The compiler provides clear error messages at different stages:
- Lexical errors - "Unexpected character '@' at line 5, column 3"
- Parse errors - "Expected identifier, got '42' at line 10, column 5"
- Semantic errors - "Variable 'x' used before declaration"
- Runtime errors - "Division by zero" or "Array index 10 out of bounds (array size: 3)"
When an error occurs, we print a message and stop execution at that phase (semantic errors prevent optimization, runtime errors stop execution).

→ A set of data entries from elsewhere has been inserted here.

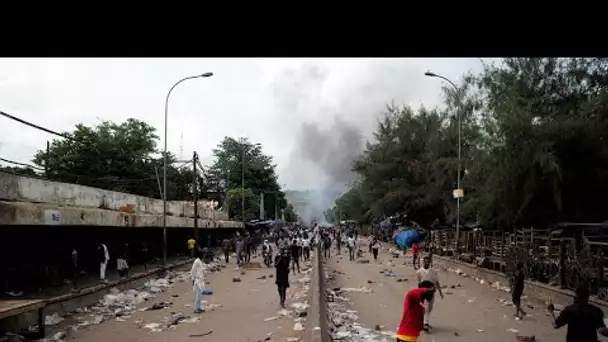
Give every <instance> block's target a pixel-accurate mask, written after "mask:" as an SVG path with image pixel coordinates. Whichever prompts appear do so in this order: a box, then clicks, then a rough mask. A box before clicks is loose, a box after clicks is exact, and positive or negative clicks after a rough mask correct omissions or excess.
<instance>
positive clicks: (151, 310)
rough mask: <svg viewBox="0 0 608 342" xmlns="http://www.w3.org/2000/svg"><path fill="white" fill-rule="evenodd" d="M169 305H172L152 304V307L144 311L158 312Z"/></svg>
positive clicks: (166, 303) (170, 305)
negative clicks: (157, 310) (159, 310)
mask: <svg viewBox="0 0 608 342" xmlns="http://www.w3.org/2000/svg"><path fill="white" fill-rule="evenodd" d="M171 305H173V303H172V302H160V303H154V305H152V306H151V307H149V308H146V311H153V310H160V309H164V308H168V307H170V306H171Z"/></svg>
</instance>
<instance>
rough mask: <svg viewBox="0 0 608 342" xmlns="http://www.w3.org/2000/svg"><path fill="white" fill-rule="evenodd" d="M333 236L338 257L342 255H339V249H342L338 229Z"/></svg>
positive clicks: (339, 233) (339, 254) (339, 230)
mask: <svg viewBox="0 0 608 342" xmlns="http://www.w3.org/2000/svg"><path fill="white" fill-rule="evenodd" d="M334 234H335V238H336V249H337V250H338V255H340V254H342V253H340V249H342V235H340V229H337V230H336V232H335V233H334Z"/></svg>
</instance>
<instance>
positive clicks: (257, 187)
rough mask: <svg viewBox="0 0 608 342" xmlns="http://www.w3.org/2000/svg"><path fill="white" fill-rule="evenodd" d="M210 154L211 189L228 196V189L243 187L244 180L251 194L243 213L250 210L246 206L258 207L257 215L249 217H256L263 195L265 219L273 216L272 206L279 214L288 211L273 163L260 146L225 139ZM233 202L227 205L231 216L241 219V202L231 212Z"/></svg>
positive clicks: (249, 191)
mask: <svg viewBox="0 0 608 342" xmlns="http://www.w3.org/2000/svg"><path fill="white" fill-rule="evenodd" d="M213 155H214V157H215V160H214V163H213V165H212V166H211V167H210V168H209V170H208V179H209V187H210V188H212V189H213V190H215V191H218V192H223V193H228V194H230V193H231V190H234V189H240V188H241V187H242V183H243V179H244V186H245V189H246V191H245V193H246V194H247V193H251V195H252V196H253V197H251V199H252V200H246V202H245V204H246V207H247V208H246V211H247V212H249V211H250V209H249V207H248V206H249V205H251V206H252V207H255V208H257V214H256V215H255V216H252V218H253V217H259V199H260V196H261V195H262V194H263V195H264V212H265V217H274V211H275V205H276V206H277V207H278V209H279V212H280V211H281V210H282V209H286V208H287V200H286V199H285V193H284V192H283V191H282V190H281V187H280V185H279V183H278V177H277V174H276V172H275V168H276V166H275V165H274V164H273V163H272V157H270V156H267V155H265V154H264V153H263V152H262V146H261V144H254V143H251V142H250V141H249V140H248V139H246V138H240V139H238V140H237V139H234V138H230V137H225V138H224V140H222V141H221V142H220V144H219V145H218V146H217V148H215V149H214V150H213ZM229 197H230V196H229ZM254 198H255V199H257V202H256V203H255V204H253V202H254V201H253V199H254ZM234 201H236V199H233V200H231V203H230V205H229V207H230V215H231V216H232V217H235V218H238V217H241V216H242V215H241V214H240V212H241V208H240V199H239V200H238V201H239V202H238V203H239V207H238V210H236V211H235V210H234V209H233V207H234V206H235V204H234V203H235V202H234ZM254 211H255V210H254ZM254 211H252V212H254ZM247 216H248V215H246V217H247Z"/></svg>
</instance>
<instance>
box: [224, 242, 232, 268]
mask: <svg viewBox="0 0 608 342" xmlns="http://www.w3.org/2000/svg"><path fill="white" fill-rule="evenodd" d="M231 247H232V242H230V239H224V240H223V241H222V252H224V261H225V262H226V263H227V264H228V263H230V248H231Z"/></svg>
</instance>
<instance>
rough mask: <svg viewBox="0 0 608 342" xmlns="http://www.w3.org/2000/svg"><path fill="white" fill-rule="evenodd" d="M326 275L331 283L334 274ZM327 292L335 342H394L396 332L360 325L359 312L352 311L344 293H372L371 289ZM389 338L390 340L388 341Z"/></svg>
mask: <svg viewBox="0 0 608 342" xmlns="http://www.w3.org/2000/svg"><path fill="white" fill-rule="evenodd" d="M324 272H325V273H326V279H327V280H328V282H331V281H332V279H333V276H334V273H338V272H333V273H328V272H327V270H324ZM329 288H330V287H329V286H328V290H327V291H326V296H327V305H328V316H329V317H328V319H329V322H328V323H329V328H330V331H331V338H332V340H334V341H348V342H388V341H393V340H394V332H392V331H382V330H381V327H380V326H376V327H375V331H374V330H372V329H369V328H366V327H364V326H362V325H361V324H359V323H358V322H357V320H358V319H359V316H358V315H357V311H355V310H352V309H350V306H351V302H350V299H348V298H347V297H346V296H344V293H348V292H359V293H371V292H372V291H371V289H369V288H366V287H361V288H332V289H329ZM387 338H389V339H387Z"/></svg>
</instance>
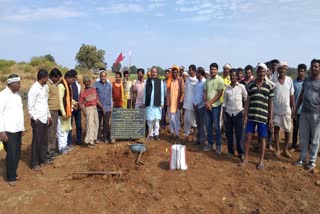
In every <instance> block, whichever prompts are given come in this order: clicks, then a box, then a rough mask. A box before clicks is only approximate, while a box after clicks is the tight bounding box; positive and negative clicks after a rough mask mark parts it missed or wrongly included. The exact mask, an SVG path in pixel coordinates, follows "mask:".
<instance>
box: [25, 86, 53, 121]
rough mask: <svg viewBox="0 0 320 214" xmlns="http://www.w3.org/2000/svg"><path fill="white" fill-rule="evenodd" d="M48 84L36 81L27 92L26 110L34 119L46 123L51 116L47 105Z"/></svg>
mask: <svg viewBox="0 0 320 214" xmlns="http://www.w3.org/2000/svg"><path fill="white" fill-rule="evenodd" d="M48 92H49V89H48V85H44V86H42V85H40V83H39V82H38V81H36V82H35V83H34V84H33V85H32V86H31V88H30V90H29V93H28V111H29V114H30V117H31V118H32V119H34V120H38V119H39V120H40V121H41V122H42V123H47V121H48V117H51V115H50V111H49V106H48Z"/></svg>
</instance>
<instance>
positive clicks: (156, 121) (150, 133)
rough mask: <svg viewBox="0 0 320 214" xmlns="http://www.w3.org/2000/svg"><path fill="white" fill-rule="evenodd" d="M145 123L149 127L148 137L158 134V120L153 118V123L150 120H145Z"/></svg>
mask: <svg viewBox="0 0 320 214" xmlns="http://www.w3.org/2000/svg"><path fill="white" fill-rule="evenodd" d="M147 124H148V127H149V132H150V137H153V136H159V128H160V125H159V120H155V123H154V125H153V124H152V120H147Z"/></svg>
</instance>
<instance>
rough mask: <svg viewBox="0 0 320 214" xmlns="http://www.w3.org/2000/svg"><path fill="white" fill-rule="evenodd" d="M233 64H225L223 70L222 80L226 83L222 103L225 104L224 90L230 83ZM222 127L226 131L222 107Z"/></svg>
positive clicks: (222, 128)
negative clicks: (223, 118) (223, 122)
mask: <svg viewBox="0 0 320 214" xmlns="http://www.w3.org/2000/svg"><path fill="white" fill-rule="evenodd" d="M231 68H232V67H231V65H230V64H229V63H227V64H225V65H224V66H223V72H222V80H223V83H224V88H223V91H222V95H221V98H220V99H221V104H223V100H224V90H225V89H226V87H227V86H229V85H230V83H231V81H230V70H231ZM220 129H221V130H222V132H223V131H224V127H223V114H222V109H221V113H220Z"/></svg>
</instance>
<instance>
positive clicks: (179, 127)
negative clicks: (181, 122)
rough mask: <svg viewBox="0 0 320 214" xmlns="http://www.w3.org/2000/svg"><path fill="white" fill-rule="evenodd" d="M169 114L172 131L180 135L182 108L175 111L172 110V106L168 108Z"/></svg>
mask: <svg viewBox="0 0 320 214" xmlns="http://www.w3.org/2000/svg"><path fill="white" fill-rule="evenodd" d="M168 115H169V125H170V133H171V134H176V136H179V131H180V126H181V125H180V110H177V111H176V112H175V113H171V112H170V108H169V109H168Z"/></svg>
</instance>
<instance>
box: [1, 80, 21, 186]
mask: <svg viewBox="0 0 320 214" xmlns="http://www.w3.org/2000/svg"><path fill="white" fill-rule="evenodd" d="M20 87H21V85H20V77H19V76H18V75H16V74H11V75H10V76H9V77H8V79H7V87H6V88H5V89H4V90H2V91H1V92H0V100H1V102H0V140H1V141H2V142H3V146H4V149H5V151H6V153H7V156H6V177H7V181H8V184H9V185H10V186H15V185H16V180H19V179H20V178H19V177H18V175H17V169H18V165H19V161H20V153H21V137H22V136H23V135H24V132H25V128H24V116H23V105H22V100H21V97H20V95H19V94H18V93H17V92H18V91H19V89H20Z"/></svg>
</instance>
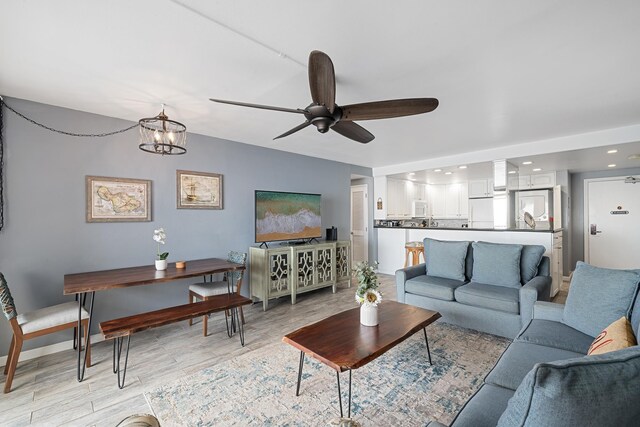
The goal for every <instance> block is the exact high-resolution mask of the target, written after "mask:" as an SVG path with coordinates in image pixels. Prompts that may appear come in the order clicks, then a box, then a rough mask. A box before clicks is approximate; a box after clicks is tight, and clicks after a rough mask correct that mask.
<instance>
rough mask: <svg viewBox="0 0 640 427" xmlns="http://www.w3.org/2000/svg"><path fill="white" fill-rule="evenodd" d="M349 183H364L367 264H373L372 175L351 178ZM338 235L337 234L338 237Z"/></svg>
mask: <svg viewBox="0 0 640 427" xmlns="http://www.w3.org/2000/svg"><path fill="white" fill-rule="evenodd" d="M351 185H366V186H367V195H368V197H369V199H368V200H367V201H366V203H367V207H368V218H369V224H368V225H367V227H368V232H367V241H368V243H367V255H368V257H369V264H373V262H374V261H375V260H377V259H378V241H377V239H376V236H375V233H374V232H373V231H374V230H373V201H372V200H373V177H366V178H358V179H352V180H351ZM339 236H340V235H338V237H339Z"/></svg>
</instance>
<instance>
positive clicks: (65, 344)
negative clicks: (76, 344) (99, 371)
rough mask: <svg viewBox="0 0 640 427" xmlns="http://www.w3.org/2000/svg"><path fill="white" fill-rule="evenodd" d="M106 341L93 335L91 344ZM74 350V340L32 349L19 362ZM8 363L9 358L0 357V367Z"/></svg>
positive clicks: (28, 350) (98, 342)
mask: <svg viewBox="0 0 640 427" xmlns="http://www.w3.org/2000/svg"><path fill="white" fill-rule="evenodd" d="M102 341H104V337H103V336H102V334H96V335H91V344H97V343H99V342H102ZM71 348H73V340H68V341H63V342H59V343H57V344H51V345H45V346H43V347H38V348H32V349H31V350H27V351H23V352H20V360H19V362H24V361H25V360H31V359H35V358H36V357H40V356H46V355H49V354H54V353H60V352H61V351H65V350H69V349H71ZM6 363H7V356H2V357H0V366H4V365H5V364H6Z"/></svg>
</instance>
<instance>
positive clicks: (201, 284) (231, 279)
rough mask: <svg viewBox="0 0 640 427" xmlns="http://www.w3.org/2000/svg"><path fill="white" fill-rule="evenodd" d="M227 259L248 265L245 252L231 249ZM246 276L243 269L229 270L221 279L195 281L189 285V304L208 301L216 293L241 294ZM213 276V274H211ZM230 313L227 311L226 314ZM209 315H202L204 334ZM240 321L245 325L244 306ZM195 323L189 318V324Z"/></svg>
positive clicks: (206, 335)
mask: <svg viewBox="0 0 640 427" xmlns="http://www.w3.org/2000/svg"><path fill="white" fill-rule="evenodd" d="M227 261H229V262H235V263H236V264H242V265H246V263H247V254H246V253H244V252H236V251H230V252H229V254H228V255H227ZM243 276H244V270H242V271H228V272H225V273H224V277H223V279H222V280H221V281H217V282H214V281H211V280H210V281H209V282H207V281H206V276H205V281H204V282H200V283H194V284H192V285H190V286H189V304H191V303H193V302H196V301H206V300H208V299H209V298H210V297H212V296H214V295H222V294H226V293H231V292H235V293H237V294H238V295H240V288H241V287H242V277H243ZM210 277H211V276H210ZM194 300H195V301H194ZM228 315H229V313H227V312H225V316H228ZM208 318H209V316H203V317H202V334H203V335H204V336H205V337H206V336H207V319H208ZM240 319H241V320H240V321H241V322H242V324H243V325H244V313H243V312H242V307H240ZM192 324H193V320H192V319H189V326H191V325H192Z"/></svg>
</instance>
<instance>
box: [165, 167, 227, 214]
mask: <svg viewBox="0 0 640 427" xmlns="http://www.w3.org/2000/svg"><path fill="white" fill-rule="evenodd" d="M176 193H177V194H176V196H177V204H178V209H222V175H221V174H219V173H207V172H192V171H184V170H177V171H176Z"/></svg>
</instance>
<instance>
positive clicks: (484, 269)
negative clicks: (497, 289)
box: [471, 242, 522, 288]
mask: <svg viewBox="0 0 640 427" xmlns="http://www.w3.org/2000/svg"><path fill="white" fill-rule="evenodd" d="M472 246H473V275H472V276H471V280H472V281H473V282H477V283H485V284H487V285H497V286H507V287H510V288H520V287H521V284H520V280H521V279H520V255H521V253H522V245H512V244H503V243H488V242H473V243H472Z"/></svg>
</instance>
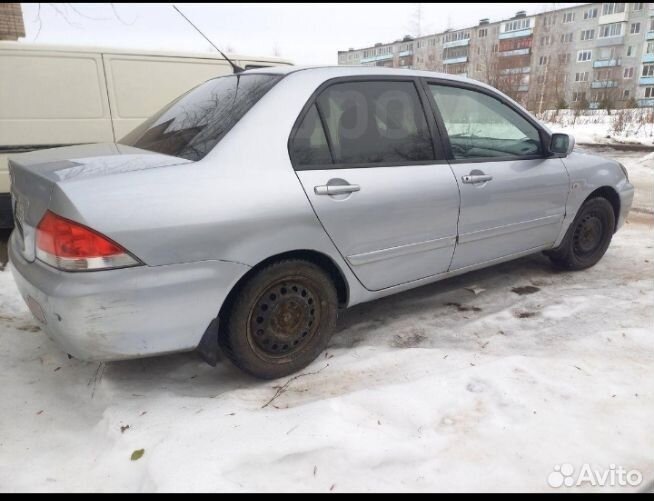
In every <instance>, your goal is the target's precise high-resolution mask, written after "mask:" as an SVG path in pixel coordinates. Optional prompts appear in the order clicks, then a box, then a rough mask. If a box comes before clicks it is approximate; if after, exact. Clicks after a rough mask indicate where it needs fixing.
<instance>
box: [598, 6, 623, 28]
mask: <svg viewBox="0 0 654 501" xmlns="http://www.w3.org/2000/svg"><path fill="white" fill-rule="evenodd" d="M625 7H626V5H625ZM627 16H628V14H627V9H625V10H624V12H617V13H615V14H604V15H601V16H600V17H599V19H598V20H597V21H598V23H599V24H611V23H624V22H625V21H626V20H627V19H628V17H627Z"/></svg>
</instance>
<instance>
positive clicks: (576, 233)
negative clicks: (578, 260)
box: [574, 213, 604, 256]
mask: <svg viewBox="0 0 654 501" xmlns="http://www.w3.org/2000/svg"><path fill="white" fill-rule="evenodd" d="M603 235H604V224H603V223H602V220H601V218H600V217H599V216H598V215H597V214H594V213H593V214H588V215H586V216H585V217H584V218H583V219H582V220H581V221H580V222H579V224H578V225H577V227H576V228H575V233H574V251H575V254H577V255H578V256H587V255H589V254H592V253H593V252H595V251H596V250H597V249H598V248H599V247H600V245H601V243H602V236H603Z"/></svg>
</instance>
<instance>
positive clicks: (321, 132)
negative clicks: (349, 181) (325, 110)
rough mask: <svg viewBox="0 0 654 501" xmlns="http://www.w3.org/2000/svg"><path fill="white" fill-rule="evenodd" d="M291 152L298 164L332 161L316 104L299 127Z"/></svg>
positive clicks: (331, 161) (307, 114)
mask: <svg viewBox="0 0 654 501" xmlns="http://www.w3.org/2000/svg"><path fill="white" fill-rule="evenodd" d="M291 154H292V156H293V160H294V162H295V163H296V164H297V165H305V166H309V165H324V164H330V163H332V157H331V154H330V153H329V146H328V144H327V137H325V130H324V129H323V128H322V123H321V122H320V117H319V116H318V110H317V108H316V105H315V104H314V105H312V106H311V108H309V111H308V112H307V114H306V115H305V117H304V119H303V120H302V123H301V124H300V126H299V127H298V129H297V131H296V133H295V137H294V138H293V141H292V143H291Z"/></svg>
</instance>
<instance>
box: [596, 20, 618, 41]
mask: <svg viewBox="0 0 654 501" xmlns="http://www.w3.org/2000/svg"><path fill="white" fill-rule="evenodd" d="M620 35H622V23H611V24H602V25H600V32H599V37H600V38H608V37H619V36H620Z"/></svg>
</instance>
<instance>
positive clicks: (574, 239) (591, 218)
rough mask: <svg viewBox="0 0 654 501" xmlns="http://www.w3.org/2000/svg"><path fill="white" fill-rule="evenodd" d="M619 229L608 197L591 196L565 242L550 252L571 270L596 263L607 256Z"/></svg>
mask: <svg viewBox="0 0 654 501" xmlns="http://www.w3.org/2000/svg"><path fill="white" fill-rule="evenodd" d="M614 231H615V214H614V212H613V206H612V205H611V203H610V202H609V201H608V200H606V199H605V198H599V197H598V198H591V199H590V200H588V201H586V202H585V203H584V205H582V206H581V209H579V213H578V214H577V216H576V217H575V219H574V221H573V222H572V224H571V225H570V228H568V232H567V233H566V236H565V238H564V239H563V242H562V243H561V245H560V246H559V247H558V248H557V249H554V250H551V251H548V252H547V253H546V254H547V255H548V256H549V258H550V259H551V260H552V262H553V263H554V264H556V265H557V266H560V267H562V268H565V269H568V270H583V269H585V268H590V267H591V266H593V265H595V264H596V263H597V262H598V261H599V260H600V259H601V258H602V256H603V255H604V253H605V252H606V250H607V249H608V247H609V244H610V243H611V238H612V237H613V232H614Z"/></svg>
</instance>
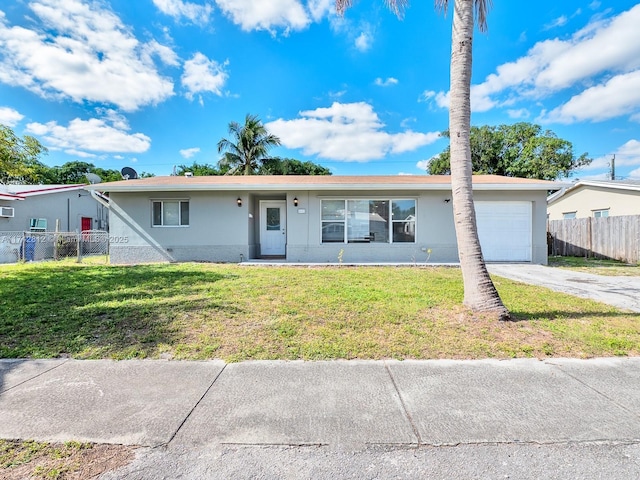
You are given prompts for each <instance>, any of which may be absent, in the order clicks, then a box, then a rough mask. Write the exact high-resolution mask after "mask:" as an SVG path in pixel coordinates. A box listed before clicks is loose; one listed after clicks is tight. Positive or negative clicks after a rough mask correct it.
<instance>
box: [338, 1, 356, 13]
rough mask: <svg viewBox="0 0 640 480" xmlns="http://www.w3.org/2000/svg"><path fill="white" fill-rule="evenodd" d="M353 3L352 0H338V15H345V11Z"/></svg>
mask: <svg viewBox="0 0 640 480" xmlns="http://www.w3.org/2000/svg"><path fill="white" fill-rule="evenodd" d="M352 4H353V2H352V0H336V12H337V13H338V15H344V11H345V10H346V9H347V8H349V7H350V6H351V5H352Z"/></svg>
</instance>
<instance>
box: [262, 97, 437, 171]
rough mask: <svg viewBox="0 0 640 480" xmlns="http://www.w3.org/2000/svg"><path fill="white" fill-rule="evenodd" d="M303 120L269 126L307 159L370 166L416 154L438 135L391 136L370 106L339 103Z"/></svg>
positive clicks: (292, 120)
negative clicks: (358, 163) (421, 146)
mask: <svg viewBox="0 0 640 480" xmlns="http://www.w3.org/2000/svg"><path fill="white" fill-rule="evenodd" d="M300 116H301V117H302V118H298V119H295V120H283V119H278V120H275V121H273V122H269V123H267V124H266V127H267V128H268V129H269V131H270V132H271V133H273V134H275V135H277V136H278V137H280V139H281V140H282V144H283V145H284V146H285V147H287V148H301V149H302V150H303V152H304V154H305V155H317V156H318V157H320V158H326V159H331V160H340V161H346V162H367V161H369V160H374V159H378V158H383V157H384V156H386V155H388V154H393V153H401V152H406V151H412V150H415V149H417V148H419V147H421V146H424V145H428V144H430V143H433V142H435V141H436V140H437V139H438V138H439V133H438V132H430V133H420V132H414V131H411V130H407V131H405V132H401V133H396V134H391V133H387V132H385V131H384V130H383V128H384V124H383V123H382V122H381V121H380V119H379V118H378V115H377V114H376V113H375V112H374V110H373V107H372V106H371V105H369V104H367V103H364V102H359V103H344V104H343V103H338V102H334V103H333V104H332V105H331V107H328V108H317V109H315V110H308V111H304V112H300Z"/></svg>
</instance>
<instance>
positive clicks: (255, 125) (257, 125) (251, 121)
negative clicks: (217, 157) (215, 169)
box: [218, 114, 280, 175]
mask: <svg viewBox="0 0 640 480" xmlns="http://www.w3.org/2000/svg"><path fill="white" fill-rule="evenodd" d="M229 134H230V135H231V137H232V139H227V138H223V139H221V140H220V141H219V142H218V153H222V152H225V154H224V155H223V157H222V158H221V159H220V161H219V162H218V165H219V167H220V168H221V169H223V168H224V169H228V171H227V173H226V175H255V174H256V173H257V171H258V169H259V168H260V167H261V165H262V161H263V160H265V159H267V158H269V157H268V152H269V149H270V148H271V147H277V146H278V145H280V139H279V138H278V137H276V136H275V135H272V134H270V133H269V132H268V131H267V129H266V128H265V126H264V125H263V124H262V122H261V121H260V119H259V118H258V116H257V115H249V114H247V116H246V117H245V120H244V125H240V124H239V123H238V122H231V123H229Z"/></svg>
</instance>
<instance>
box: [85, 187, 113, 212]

The test_programs/ directory contains several examples:
good_program.txt- Basic functionality with constant foldingsemantic_error.txt- Demonstrates semantic error detectionunreachable_code.txt- Shows unreachable code removalunused_var.txt- Tests unused variable removalconditional_simplify.txt- Demonstrates conditional simplification
Building this compiler helped us understand:
- How lexers break text into tokens
- How parsers build trees from sequences of tokens
- How semantic analysis catches errors that parsing can't
- How optimizations can simplify code before execution
- How interpreters execute programs step by step
- The importance of proper scoping and closures
The code is structured to be maintainable - each phase is separated into its own module, and the AST serves as a clean interface between phases. Error handling is consistent throughout, making debugging easier.